I like this plant so much for the first time I tried planted tank and have been planting them since then till now and the only thing that make curious is that why my Rotala seems to have shorter leaves compared to the pictures that I can find on the net? Is my Rotala not growing healthy? Also, the leaves color is seems darker green too to what it is supposed to be lighter green.

My Rotala sp. "green"

















compared to picture from www.tropica.com









Or I have false Rotala? or variegated? Please share your knowledge and thank you.


----------



## khanzer22 (Nov 30, 2009)

Not 100% sure (I don't grow this plant) but I think it may be because you have the regular green variety... I've read on some threads that there's narrow leaf variety of it (which is shown on the tropica pic I think)... Just my $.02


----------



## Crispino Ramos (Mar 21, 2008)

The tropica Rotala green is indeed the narrow leafed, tapered leaf tip variety.


----------



## stevenlau (Jul 21, 2009)

Hmm...I see, apparently it has 2 variety. Thank you.


----------



## Cavan Allen (Jul 22, 2004)

I'm not convinced that there are two. I'd say it's more likely due to conditions.


----------



## stevenlau (Jul 21, 2009)

Cavan Allen said:


> I'm not convinced that there are two. I'd say it's more likely due to conditions.


Hmm...I thought so too...conditions. But Cavan Allen, what particular conditions according to you that might rendering them slightly different in shape and leaves color (mine is darker green)? Thank you very much.

Could it be temperature? I'm from NE Asia and I noticed most of my friends tank who has it pretty much like mine until I realize that hobbyist from Europe or US tend to have tapered leaves.


----------



## doubleott05 (Jul 20, 2005)

lighting... and ferts


----------



## stevenlau (Jul 21, 2009)

doubleott05 said:


> lighting... and ferts


How is the lighting? Intense? Does lighting bulbs specifications also make a different? If so, in what color they tend to make good 'narrow leaf'? Red or skywhite/bluish?

How about the fertz? Is there some particular macro or micro should I increase?

Thank you very much.


----------



## bigstick120 (Mar 8, 2005)

There are 2 types, the green narrow, is significantly more narrow the the regular green. The narrow version also seems to grow more upright then the regular.

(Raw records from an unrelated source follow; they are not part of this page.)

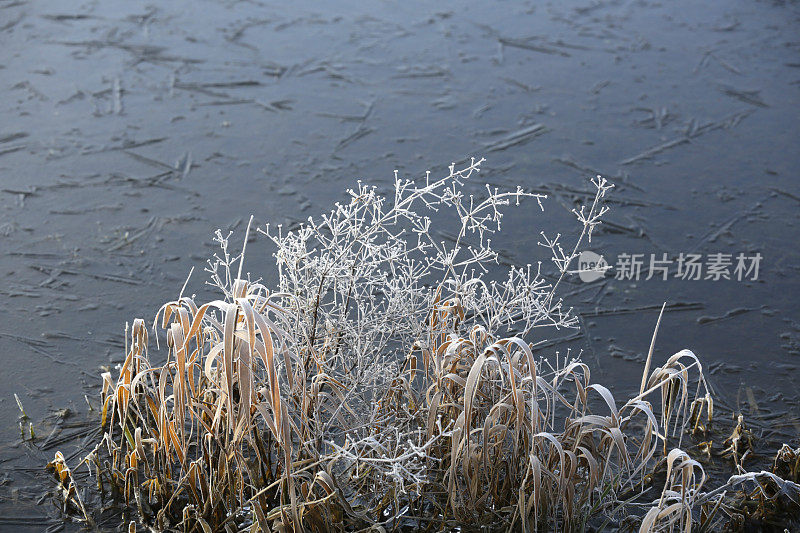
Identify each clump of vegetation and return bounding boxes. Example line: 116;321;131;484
55;159;797;532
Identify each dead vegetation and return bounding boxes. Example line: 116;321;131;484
52;160;798;532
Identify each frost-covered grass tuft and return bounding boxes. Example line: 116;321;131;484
50;159;800;532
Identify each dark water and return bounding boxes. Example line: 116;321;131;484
0;0;800;531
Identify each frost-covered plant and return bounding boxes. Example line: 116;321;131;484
261;159;611;382
51;159;736;531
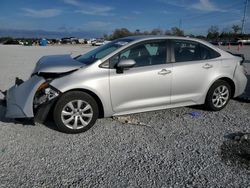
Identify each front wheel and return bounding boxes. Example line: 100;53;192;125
205;80;231;111
54;91;99;133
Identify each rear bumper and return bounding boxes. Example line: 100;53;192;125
5;76;45;118
234;66;248;97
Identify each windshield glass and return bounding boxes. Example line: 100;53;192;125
75;39;132;65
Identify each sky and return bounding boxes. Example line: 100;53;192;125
0;0;250;37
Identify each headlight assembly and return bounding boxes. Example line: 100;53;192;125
34;82;60;108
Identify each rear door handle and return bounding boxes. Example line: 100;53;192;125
158;69;172;75
203;63;213;69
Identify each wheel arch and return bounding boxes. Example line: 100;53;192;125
59;88;104;118
205;76;235;99
218;77;235;98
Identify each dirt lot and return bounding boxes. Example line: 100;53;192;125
0;45;250;188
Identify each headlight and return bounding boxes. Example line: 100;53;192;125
34;82;60;108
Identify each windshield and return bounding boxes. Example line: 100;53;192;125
75;39;131;65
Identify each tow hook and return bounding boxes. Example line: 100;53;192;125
0;90;7;107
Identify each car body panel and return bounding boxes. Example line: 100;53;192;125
171;60;220;104
110;64;172;113
5;76;45;118
50;60;114;117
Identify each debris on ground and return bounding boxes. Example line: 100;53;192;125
188;112;202;118
112;116;151;127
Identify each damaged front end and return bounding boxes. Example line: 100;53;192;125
2;55;84;123
5;75;60;122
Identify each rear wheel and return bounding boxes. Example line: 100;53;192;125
54;91;99;133
205;80;231;111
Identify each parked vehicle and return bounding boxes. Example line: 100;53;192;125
2;36;247;133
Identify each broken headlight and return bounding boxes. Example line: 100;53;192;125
34;82;60;108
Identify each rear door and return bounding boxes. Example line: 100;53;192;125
171;40;220;105
110;40;172;113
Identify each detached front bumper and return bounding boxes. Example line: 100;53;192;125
5;75;45;118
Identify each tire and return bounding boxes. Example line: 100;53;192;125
53;91;99;133
205;80;232;111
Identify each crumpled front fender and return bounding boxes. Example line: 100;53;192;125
5;75;45;118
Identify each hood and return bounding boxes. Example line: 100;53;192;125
33;54;85;74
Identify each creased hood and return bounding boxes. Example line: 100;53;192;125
33;54;84;74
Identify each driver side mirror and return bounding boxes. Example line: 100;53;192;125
116;59;136;74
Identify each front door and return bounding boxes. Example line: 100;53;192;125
110;40;172;113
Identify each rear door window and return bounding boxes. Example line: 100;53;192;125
174;40;220;62
110;40;167;67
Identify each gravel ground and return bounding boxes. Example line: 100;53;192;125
0;45;250;188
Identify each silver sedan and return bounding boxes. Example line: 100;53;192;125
2;36;247;133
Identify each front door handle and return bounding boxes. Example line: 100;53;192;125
203;63;213;69
158;69;172;75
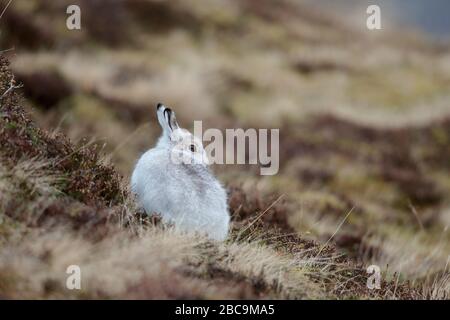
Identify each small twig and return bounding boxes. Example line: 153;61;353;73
409;200;425;231
237;194;284;241
0;76;23;99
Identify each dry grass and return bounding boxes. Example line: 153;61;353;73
0;0;450;299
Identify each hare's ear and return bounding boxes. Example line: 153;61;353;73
156;103;179;136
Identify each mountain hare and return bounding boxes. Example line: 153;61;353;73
131;103;230;241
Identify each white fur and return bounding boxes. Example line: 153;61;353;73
131;104;230;241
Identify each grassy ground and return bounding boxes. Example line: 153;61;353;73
0;0;450;299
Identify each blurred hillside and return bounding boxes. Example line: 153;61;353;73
0;0;450;298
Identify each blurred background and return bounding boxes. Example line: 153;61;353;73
0;0;450;285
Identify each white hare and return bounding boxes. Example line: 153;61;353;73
131;104;230;241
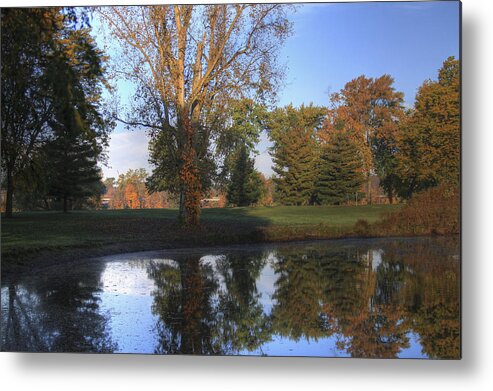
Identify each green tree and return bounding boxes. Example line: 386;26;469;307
267;104;326;205
324;75;404;203
227;146;265;206
41;23;113;212
316;133;364;205
2;7;112;216
1;8;63;217
397;57;460;198
100;4;291;225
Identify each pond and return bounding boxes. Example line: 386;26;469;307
1;237;460;359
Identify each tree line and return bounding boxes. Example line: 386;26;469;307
1;4;460;225
267;57;460;205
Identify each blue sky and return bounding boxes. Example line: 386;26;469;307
98;1;459;177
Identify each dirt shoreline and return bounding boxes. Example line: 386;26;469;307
0;235;454;279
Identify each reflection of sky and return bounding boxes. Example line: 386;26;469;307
98;260;173;353
1;239;458;358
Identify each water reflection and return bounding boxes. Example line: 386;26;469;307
2;238;460;358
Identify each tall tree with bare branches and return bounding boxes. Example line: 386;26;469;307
99;4;291;226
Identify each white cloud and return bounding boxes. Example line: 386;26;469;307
103;130;151;178
102;130;274;178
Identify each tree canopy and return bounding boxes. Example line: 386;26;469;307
100;4;290;225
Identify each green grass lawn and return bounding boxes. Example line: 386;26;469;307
1;205;399;266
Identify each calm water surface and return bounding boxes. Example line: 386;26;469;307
1;237;460;358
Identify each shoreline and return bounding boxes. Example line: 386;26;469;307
0;233;460;280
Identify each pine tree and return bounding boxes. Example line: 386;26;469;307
43;28;112;212
227;146;264;206
267;105;326;205
315;133;364;205
397;57;460;198
45;132;102;212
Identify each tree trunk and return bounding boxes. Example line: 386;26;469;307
5;168;14;218
388;188;394;205
179;117;202;227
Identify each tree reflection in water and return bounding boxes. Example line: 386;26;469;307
149;239;460;358
148;254;270;354
2;264;116;353
1;238;460;358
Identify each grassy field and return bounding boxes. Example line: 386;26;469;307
1;205;398;272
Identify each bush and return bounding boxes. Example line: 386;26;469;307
374;185;460;235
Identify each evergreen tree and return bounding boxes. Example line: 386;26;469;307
44;24;112;212
316;133;364;205
397;57;460;198
267;105;325;205
45;132;102;212
227;146;264;206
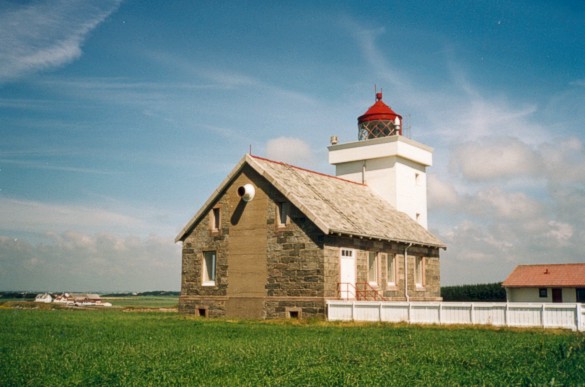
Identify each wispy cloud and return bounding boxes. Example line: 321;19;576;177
266;137;313;167
350;16;585;283
0;159;119;175
0;198;143;234
0;0;120;82
0;231;181;291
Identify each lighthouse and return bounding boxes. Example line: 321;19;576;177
328;92;433;228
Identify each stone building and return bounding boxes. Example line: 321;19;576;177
176;94;445;319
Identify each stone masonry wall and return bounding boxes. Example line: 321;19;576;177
324;236;441;301
266;187;325;318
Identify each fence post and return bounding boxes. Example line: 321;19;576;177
378;301;382;322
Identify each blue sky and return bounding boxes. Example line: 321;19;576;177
0;0;585;291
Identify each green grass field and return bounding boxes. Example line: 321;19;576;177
0;307;585;386
102;296;179;308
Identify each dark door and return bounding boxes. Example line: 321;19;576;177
553;288;563;302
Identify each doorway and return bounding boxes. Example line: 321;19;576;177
553;288;563;302
339;249;356;300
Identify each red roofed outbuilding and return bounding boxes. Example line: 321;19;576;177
502;263;585;303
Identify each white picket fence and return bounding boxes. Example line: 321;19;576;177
327;300;585;331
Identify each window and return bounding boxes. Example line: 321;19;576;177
386;255;396;286
202;251;216;286
341;249;353;257
209;207;221;231
414;257;425;288
276;202;290;227
368;252;378;284
577;288;585;303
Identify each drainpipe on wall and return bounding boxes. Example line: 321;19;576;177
404;242;412;302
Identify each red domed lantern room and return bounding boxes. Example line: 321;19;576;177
358;91;402;141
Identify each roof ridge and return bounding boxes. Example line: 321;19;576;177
250;154;367;187
283;164;361;232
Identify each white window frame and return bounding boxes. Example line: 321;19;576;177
201;251;217;286
209;207;221;232
367;251;379;286
414;257;425;288
276;202;290;228
386;254;398;287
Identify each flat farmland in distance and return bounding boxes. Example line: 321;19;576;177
0;306;585;386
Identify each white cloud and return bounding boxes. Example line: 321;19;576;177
0;0;119;81
428;174;459;208
266;137;313;166
0;231;181;291
468;187;542;222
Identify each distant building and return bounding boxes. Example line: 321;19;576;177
176;93;445;318
502;263;585;303
35;293;53;303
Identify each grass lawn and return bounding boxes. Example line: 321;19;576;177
0;307;585;386
102;296;179;308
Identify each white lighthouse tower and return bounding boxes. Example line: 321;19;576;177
328;92;433;228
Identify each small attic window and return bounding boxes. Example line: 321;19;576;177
276;202;290;227
209;207;221;231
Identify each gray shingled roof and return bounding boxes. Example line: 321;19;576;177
176;155;445;248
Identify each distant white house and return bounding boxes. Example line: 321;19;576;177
35;293;53;304
502;263;585;303
42;293;112;306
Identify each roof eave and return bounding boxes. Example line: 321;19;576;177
329;229;447;250
175;154;249;243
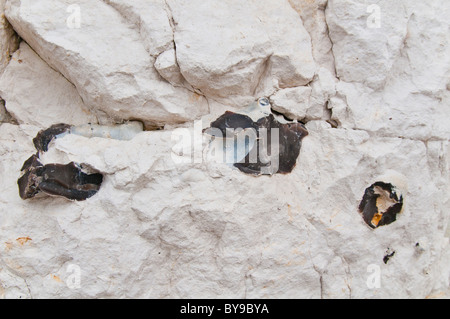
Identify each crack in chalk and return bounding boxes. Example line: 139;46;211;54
323;1;341;81
158;0;205;97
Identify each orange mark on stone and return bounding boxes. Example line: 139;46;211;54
371;213;383;227
16;236;32;246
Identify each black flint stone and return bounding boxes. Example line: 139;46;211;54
210;111;308;175
17;124;103;201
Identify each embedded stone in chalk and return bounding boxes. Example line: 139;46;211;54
359;181;403;228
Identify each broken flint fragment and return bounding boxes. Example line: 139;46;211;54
33;123;71;152
204;98;308;175
359;182;403;228
33;121;144;152
17;155;103;201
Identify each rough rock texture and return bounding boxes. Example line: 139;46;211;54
0;0;450;298
0;42;97;128
6;0;208;126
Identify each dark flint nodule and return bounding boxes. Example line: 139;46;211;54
17;155;103;201
33;123;71;152
359;182;403;228
210;111;308;175
17;124;103;201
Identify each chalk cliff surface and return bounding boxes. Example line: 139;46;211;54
0;0;450;298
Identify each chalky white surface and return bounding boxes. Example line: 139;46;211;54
0;0;450;298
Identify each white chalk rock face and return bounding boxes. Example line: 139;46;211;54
327;0;450;140
326;0;408;89
270;86;311;120
289;0;335;74
0;42;97;128
6;0;208;126
104;0;174;57
0;121;449;298
168;0;315;104
0;0;450;299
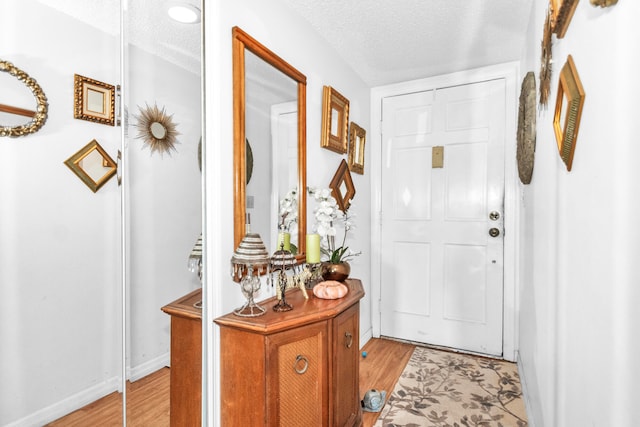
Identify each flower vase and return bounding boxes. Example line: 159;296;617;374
322;261;351;282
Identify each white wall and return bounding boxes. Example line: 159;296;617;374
126;46;202;380
206;0;371;334
0;0;201;426
0;0;120;425
520;0;640;427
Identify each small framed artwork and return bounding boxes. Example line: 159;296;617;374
329;159;356;212
73;74;116;126
349;122;367;175
553;55;585;171
64;139;118;193
320;86;349;154
550;0;579;39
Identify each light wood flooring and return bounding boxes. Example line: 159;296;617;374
48;338;415;427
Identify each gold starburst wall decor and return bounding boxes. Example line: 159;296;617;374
135;104;180;155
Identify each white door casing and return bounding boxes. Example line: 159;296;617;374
372;64;518;360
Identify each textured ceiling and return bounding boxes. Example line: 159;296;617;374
279;0;533;87
38;0;533;87
38;0;201;74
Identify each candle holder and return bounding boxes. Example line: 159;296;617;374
269;244;299;312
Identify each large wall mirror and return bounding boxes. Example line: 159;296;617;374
233;27;307;260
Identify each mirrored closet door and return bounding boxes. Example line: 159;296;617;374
122;0;203;425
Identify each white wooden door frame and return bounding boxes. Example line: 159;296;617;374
370;62;520;361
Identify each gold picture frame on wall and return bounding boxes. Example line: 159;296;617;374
553;55;585;171
329;159;356;212
320;86;349;154
64;139;118;193
550;0;579;39
349;122;367;175
73;74;116;126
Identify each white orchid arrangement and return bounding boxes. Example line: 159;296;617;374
278;188;298;232
309;187;361;264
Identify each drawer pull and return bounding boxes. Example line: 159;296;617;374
293;354;309;375
344;332;353;348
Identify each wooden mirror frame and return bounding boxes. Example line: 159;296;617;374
232;27;307;262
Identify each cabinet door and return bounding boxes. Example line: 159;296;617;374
331;304;362;427
266;321;329;427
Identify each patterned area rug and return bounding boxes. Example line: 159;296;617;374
374;347;527;427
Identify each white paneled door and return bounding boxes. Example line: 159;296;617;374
380;79;505;356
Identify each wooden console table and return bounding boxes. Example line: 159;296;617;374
162;279;364;427
162;289;202;427
215;279;364;427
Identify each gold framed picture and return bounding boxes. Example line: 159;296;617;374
349;122;367;175
553;55;585;171
64;139;118;193
320;86;349;154
73;74;116;126
551;0;579;39
329;159;356;212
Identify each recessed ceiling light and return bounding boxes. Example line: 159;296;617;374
167;4;200;24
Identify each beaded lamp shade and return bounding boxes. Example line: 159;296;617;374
231;233;270;317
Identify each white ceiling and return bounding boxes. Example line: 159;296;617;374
39;0;533;87
280;0;533;87
38;0;201;74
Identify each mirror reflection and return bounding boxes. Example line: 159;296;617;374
245;51;298;252
233;27;306;260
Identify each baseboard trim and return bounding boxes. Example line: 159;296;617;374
127;352;171;382
516;351;536;427
6;377;120;427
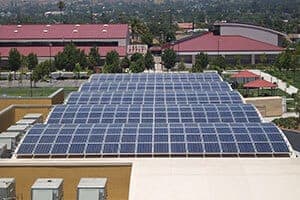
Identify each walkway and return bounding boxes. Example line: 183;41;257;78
249;69;298;95
0;79;87;88
264;112;298;122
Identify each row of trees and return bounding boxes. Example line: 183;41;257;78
7;43;101;71
103;51;155;73
8;43;155;82
275;43;300;72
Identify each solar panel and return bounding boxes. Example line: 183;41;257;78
17;123;290;157
89;73;221;82
47;104;261;124
16;73;291;158
66;91;243;104
80;81;232;92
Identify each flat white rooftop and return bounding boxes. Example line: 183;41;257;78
31;178;63;189
0;158;300;200
0;178;15;189
78;178;107;188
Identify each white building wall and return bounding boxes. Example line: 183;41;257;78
220;26;278;46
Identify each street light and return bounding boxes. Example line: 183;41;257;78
48;42;52;83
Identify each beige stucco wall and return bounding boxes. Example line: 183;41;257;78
0;165;131;200
245;96;283;117
0;89;64;132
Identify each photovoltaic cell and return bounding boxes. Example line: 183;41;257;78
16;73;290;158
17;123;289;156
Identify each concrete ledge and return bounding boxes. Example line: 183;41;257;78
244;96;283;117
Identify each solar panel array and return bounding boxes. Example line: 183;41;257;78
80;81;231;92
18;123;289;156
48;104;260;124
17;73;290;157
67;91;243;105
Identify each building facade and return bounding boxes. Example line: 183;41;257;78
0;24;129;65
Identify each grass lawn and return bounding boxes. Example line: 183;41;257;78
285;70;300;88
0;87;78;98
238;89;291;98
266;70;300;88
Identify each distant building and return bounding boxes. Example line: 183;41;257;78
0;24;129;65
288;33;300;42
214;22;288;46
165;23;284;64
177;22;194;32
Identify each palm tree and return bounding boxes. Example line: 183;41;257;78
57;1;65;22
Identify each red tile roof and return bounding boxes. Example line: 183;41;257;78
244;79;277;88
177;22;193;29
0;24;128;40
171;32;284;52
231;70;259;78
0;46;126;57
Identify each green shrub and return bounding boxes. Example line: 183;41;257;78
273;117;299;129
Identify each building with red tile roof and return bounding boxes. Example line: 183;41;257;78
244;79;277;88
165;32;284;64
231;70;259;78
0;24;129;64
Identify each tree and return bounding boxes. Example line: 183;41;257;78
57;1;66;22
192;53;208;72
8;48;22;71
88;46;101;67
103;50;122;73
130;53;144;62
210;56;227;69
162;49;177;70
73;63;81;79
295;91;300;124
178;59;186;71
259;53;268;65
130;17;149;39
129;59;145;73
165;31;176;42
275;50;292;71
120;56;130;69
32;60;51;84
7;72;13;87
234;55;242;66
26;53;38;70
145;51;155;70
141;32;153;47
54;43;87;71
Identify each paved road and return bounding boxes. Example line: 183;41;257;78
0;80;87;88
283;130;300;151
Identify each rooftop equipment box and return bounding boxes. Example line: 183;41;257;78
16;119;38;125
0;132;22;150
77;178;107;200
0;178;16;200
6;125;30;134
31;178;63;200
23;113;43;123
0;143;7;158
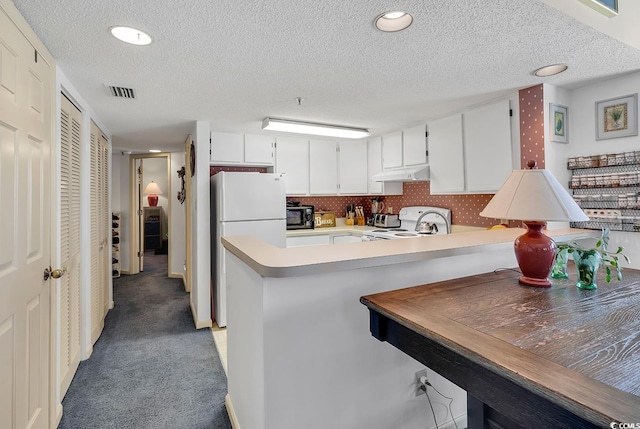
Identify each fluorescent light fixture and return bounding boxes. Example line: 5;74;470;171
533;64;569;77
111;26;151;46
374;11;413;33
262;118;370;139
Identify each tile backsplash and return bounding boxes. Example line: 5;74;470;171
287;182;498;227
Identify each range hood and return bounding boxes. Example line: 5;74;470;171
371;165;429;182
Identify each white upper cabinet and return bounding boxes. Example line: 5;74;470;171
276;137;308;195
244;134;276;165
428;100;513;194
211;132;244;164
210;131;275;166
309;140;338;195
402;124;427;167
428;113;464;194
464;100;513;193
382;131;402;170
338;140;369;195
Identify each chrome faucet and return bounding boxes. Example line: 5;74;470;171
416;210;451;234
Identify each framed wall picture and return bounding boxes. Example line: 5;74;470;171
596;93;638;140
549;103;569;143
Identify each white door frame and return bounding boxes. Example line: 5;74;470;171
129;152;172;276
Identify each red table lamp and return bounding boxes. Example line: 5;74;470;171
480;161;589;287
143;180;162;207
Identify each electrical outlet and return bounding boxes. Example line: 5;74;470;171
414;368;427;396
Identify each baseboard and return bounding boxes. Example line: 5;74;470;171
224;393;240;429
80;344;93;360
431;413;467;429
189;303;213;329
50;404;62;429
169;273;186;283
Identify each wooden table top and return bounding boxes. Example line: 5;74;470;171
360;266;640;427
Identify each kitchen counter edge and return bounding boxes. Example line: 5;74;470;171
222;226;598;278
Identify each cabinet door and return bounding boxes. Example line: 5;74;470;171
402;124;427;166
367;137;382;194
244;134;275;165
338;140;368;194
382;131;402;170
276;137;309;195
309;140;338;195
428;113;464;194
463;100;513;193
211;132;244;164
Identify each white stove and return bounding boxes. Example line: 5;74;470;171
362;206;451;241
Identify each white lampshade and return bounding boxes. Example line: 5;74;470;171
142;181;162;195
480;169;589;222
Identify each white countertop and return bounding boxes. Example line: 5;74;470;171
222;226;598;277
287;218;486;237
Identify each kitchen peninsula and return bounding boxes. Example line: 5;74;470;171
222;228;593;429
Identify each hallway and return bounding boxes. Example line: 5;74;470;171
58;253;231;429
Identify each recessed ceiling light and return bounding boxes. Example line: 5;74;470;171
374;11;413;33
533;64;569;77
111;26;151;45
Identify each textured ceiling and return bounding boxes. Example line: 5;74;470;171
14;0;640;151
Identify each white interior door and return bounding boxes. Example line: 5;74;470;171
0;5;55;428
54;95;82;402
90;122;109;343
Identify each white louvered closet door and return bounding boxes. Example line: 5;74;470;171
91;122;109;343
57;95;82;400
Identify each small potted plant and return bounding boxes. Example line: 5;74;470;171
558;228;631;289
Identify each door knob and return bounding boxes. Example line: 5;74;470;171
43;267;67;281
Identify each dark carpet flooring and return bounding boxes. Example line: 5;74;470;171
58;253;231;429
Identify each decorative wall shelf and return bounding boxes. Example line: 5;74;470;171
567;151;640;232
111;212;122;278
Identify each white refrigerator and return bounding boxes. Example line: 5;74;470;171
211;171;287;327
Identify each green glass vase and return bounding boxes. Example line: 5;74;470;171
573;249;602;290
551;249;569;279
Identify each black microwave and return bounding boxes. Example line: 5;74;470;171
287;206;314;229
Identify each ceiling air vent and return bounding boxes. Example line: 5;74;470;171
109;85;136;98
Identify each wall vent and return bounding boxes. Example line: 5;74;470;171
109;85;136;98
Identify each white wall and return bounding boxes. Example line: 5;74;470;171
187;121;212;328
544;72;640;268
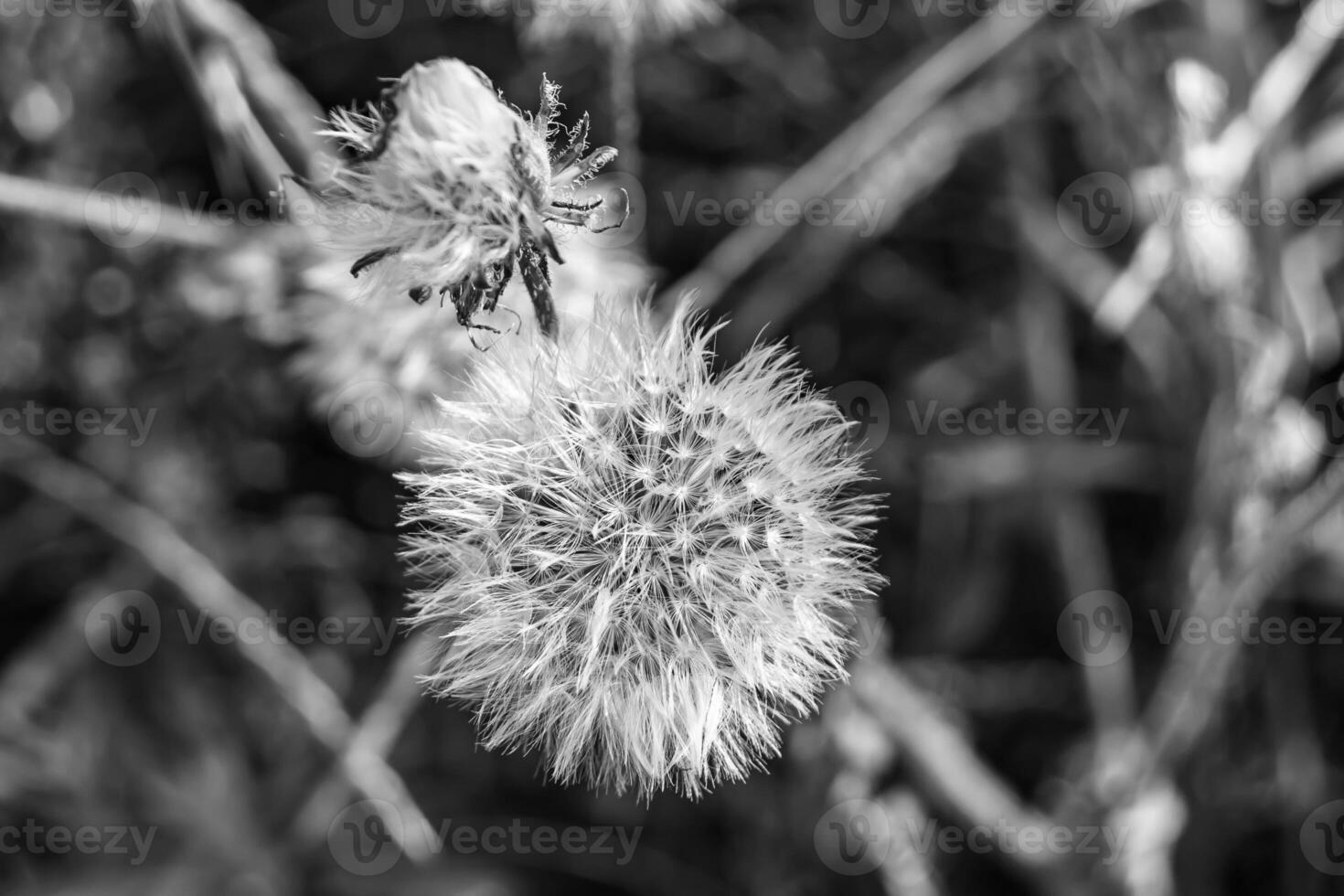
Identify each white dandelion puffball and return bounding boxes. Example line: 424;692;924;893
315;59;615;332
403;293;880;798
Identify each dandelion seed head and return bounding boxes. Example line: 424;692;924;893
406;293;879;796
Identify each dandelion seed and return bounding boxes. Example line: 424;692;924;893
307;59;615;335
404;293;879;796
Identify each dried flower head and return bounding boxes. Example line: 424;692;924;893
289;240;649;467
307;59;615;335
404;293;879;796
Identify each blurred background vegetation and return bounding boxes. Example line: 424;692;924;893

I believe Aaron T had both of them going in the same tank once, that leads me to the fact that there are you types.


----------



## stevenlau (Jul 21, 2009)

But look like mine is not "narrow leaf" nor "regular leaf" isn't it? Any new variety?


----------



## Cavan Allen (Jul 22, 2004)

Anyone who can provide me with good flowering specimens of it/either shall be rewarded.


----------